Rental prices continued to rise throughout the month as demand increased, but instructions from landlords fell, according to the report from the Royal Institution of Chartered Surveyors.
Overall, 45 per cent of property professionals reported buyer inquiries falling rather than rising, down from 20 per cent in May.
A net balance of 34 per cent of professionals also reported newly agreed-to sales falling rather than rising, which was weaker than the 8 per cent in May.
This was the most downbeat sales figure since December 2022, when a net balance of 38 per cent of professionals saw sales falling.
A net balance of 46 per cent of professionals reported house prices falling rather than rising, further deteriorating from 30 per cent in May.
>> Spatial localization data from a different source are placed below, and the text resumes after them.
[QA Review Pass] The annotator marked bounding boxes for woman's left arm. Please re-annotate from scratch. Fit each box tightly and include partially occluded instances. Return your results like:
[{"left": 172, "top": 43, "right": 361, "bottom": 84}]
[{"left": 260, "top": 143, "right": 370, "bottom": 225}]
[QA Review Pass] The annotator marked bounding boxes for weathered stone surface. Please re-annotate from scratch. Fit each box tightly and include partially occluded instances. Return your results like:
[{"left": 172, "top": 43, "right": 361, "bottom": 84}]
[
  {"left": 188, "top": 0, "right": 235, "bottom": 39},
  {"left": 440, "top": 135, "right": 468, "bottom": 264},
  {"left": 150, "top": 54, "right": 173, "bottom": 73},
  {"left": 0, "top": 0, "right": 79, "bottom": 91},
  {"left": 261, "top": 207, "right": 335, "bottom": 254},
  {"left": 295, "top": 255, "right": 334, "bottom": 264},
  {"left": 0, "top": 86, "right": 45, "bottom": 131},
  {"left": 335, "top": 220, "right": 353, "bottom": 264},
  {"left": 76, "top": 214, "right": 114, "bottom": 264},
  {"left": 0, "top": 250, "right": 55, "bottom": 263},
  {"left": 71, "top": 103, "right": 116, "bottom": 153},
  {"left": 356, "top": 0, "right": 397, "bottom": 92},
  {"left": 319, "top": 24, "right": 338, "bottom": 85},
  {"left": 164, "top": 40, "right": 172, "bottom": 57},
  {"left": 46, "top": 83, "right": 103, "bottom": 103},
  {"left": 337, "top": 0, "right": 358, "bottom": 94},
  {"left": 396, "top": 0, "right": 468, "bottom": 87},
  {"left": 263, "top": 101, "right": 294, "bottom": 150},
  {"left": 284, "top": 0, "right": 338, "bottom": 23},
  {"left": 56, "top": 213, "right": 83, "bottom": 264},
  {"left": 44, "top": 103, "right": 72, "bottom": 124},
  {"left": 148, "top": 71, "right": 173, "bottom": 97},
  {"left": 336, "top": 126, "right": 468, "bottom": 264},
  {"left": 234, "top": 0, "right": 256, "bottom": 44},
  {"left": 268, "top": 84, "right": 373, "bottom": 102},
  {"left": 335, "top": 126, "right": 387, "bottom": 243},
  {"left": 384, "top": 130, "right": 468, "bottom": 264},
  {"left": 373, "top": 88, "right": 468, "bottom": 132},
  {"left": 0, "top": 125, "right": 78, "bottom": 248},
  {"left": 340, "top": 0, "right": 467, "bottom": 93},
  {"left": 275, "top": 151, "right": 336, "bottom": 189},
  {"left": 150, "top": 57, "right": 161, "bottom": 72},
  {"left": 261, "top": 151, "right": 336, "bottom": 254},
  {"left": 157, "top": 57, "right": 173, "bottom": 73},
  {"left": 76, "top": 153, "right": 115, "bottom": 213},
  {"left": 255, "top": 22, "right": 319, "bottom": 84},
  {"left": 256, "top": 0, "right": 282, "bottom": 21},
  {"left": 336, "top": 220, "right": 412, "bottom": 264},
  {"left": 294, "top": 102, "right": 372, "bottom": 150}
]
The institution said some survey participants indicated that homes with better energy efficiency credentials were holding their value in the current market.
In the rental market, a net balance of 40 per cent of professionals saw an increase in tenant demand.
At the same time, 36 per cent saw landlord instructions falling.
With rising demand still being met with a lack of available properties to let, a net balance of 53 per cent of professionals expect rental prices to increase over the near term.
Figures from moneyfactscompare.co.uk on Wednesday showed that, across all deposit sizes, the average two-year fixed homeowner mortgage was 6.7 per cent, while the average five-year fix on the market was 6.2 per cent.
This week, average two-year fixed mortgage rates passed levels seen after last autumn’s mini budget.
“The latest increase in interest rates and the impact this has already had on mortgage rates is clearly visible in the key Rics metrics regarding buyer inquiries, sales and prices, which have all retreated over the past month," said Simon Rubinsohn, the institution's chief economist.
“Inevitably in this environment, activity levels are likely to remain relatively subdued.
"However, an important message coming back from Rics agents is around ensuring prices are set with an eye on the market conditions of today, rather than the recent past. When this is done, sales are taking place.
“It is also worth bearing in mind that house prices are only very modestly down on their recent highs and well above where they stood prior to the onset of the pandemic.
“Further declines are possible but need to be seen in the context of the previous strength in the market.
“Additional questions included in the latest survey also provide some support for the notion that, on balance, properties with better energy efficiency credentials are holding their value better than some others.”